On 16 May 2018 at 14:46, Todd <toddrjen at gmail.com> wrote:

> On Tue, May 15, 2018, 23:03 Carl Smith <carl.input at gmail.com> wrote:
>
>>
>>
>>> On Tue, May 15, 2018 at 8:41 PM, Steven D'Aprano <steve at pearwood.info>
>>> wrote:
>>>
>>>> Inspired by Alex Brault's  post:
>>>>
>>>> https://mail.python.org/pipermail/python-ideas/2018-May/050750.html
>>>>
>>>> I'd like to suggest we copy C#'s idea of verbatim identifiers, but
>>>> using
>>>> a backslash rather than @ sign:
>>>>
>>>>     \name
>>>>
>>>> would allow "name" to be used as an identifier, even if it clashes with
>>>> a keyword.
>>>
>>>
>> I strongly disagree, but can't seem to get anyone
>> ​ to bite.
>>
>> We want to be able to introduce a keyword that was formally a name, still
>> allow
>> it to be used as a name, still allow code that uses it as a keyword to
>> interoperate
>> ​ ​
>> with code that uses it as a name
>> , without changing the language
>> or implementation
>> too much.
>>
>> ​Ideally, Python would still not allow the keyword to be used as a name
>> and a
>> keyword in the same file??
>>
>> The lexer could class the tokens as *keynames*, and the parser could use
>> the
>> context of the first instance of each keyname to determine if it's a name
>> or
>> keyword for the rest of that file.
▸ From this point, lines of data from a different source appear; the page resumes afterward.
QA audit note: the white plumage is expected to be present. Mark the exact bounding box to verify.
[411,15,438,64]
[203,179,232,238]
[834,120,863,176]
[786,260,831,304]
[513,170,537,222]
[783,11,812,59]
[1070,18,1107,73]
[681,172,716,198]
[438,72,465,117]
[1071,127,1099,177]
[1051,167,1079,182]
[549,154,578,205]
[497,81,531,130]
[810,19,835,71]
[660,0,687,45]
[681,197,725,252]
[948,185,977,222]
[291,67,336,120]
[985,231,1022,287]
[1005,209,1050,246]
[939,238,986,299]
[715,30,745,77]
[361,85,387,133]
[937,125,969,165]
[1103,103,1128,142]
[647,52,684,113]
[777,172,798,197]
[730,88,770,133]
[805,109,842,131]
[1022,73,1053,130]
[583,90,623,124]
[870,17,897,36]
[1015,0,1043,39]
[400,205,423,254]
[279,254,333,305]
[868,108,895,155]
Projects that used the word as a name
>> would
>> only be prevented from also using it as a keyword in the same file.
>>
>> It's really then a question of whether users could elegantly and naturally
>> reference a name in another module without introducing the name to the
>> current module's namespace.
>>
>> We only reference external names (as syntactic names) in import
>> statements,
>> as properties after the dot operator, and as keyword arguments.
>>
>> If code that used the word as a keyword was still allowed to use the word
>> as
>> a name after the dot operator and as a keyword argument *in an
>> invocation*,
>> it would only change the language in a subtle way.
>>
>> If we could reference keynames in import statements, but not import the
>> name,
>> so basically allow `from keyname import keyname as name`, but not allow
>> `import keyname`, we could still easily import things that used the
>> keyname
>> as a name. This wouldn't change the language too dramatically either.
>>
>> Maybe I'm just being dumb, but it seems like three subtle changes to the
>> language would allow for everything we want to have, with only minor
>> limitations
>> on the rare occasion that you want to use the new keyword with a library
>> that is
>> also using the same keyword as a name.
>>
>> I promise not to push this idea again, but would really appreciate
>> someone taking
>> a couple of minutes to explain why it's not worth responding to. I'm not
>> offended,
>> but would like to know what I'm doing wrong.
>>
>> Thanks.
>>
>
>
> I think your idea would work okay if everyone followed good programming
> practices.  But when you have files that are tens of thousands of ugly code
> written by dozens of non-programmers over a dozen years it sounds like a
> recipe for a nightmare.
>
> For example someone you never met that left your group ten years ago could
> have made "True" be "np.bool_(1)" on a whim that makes your code break
> later in very hard-to-debug ways.
>
> To put it simply, I think it encourages people to take convenient
> shortcuts with implications they don't understand.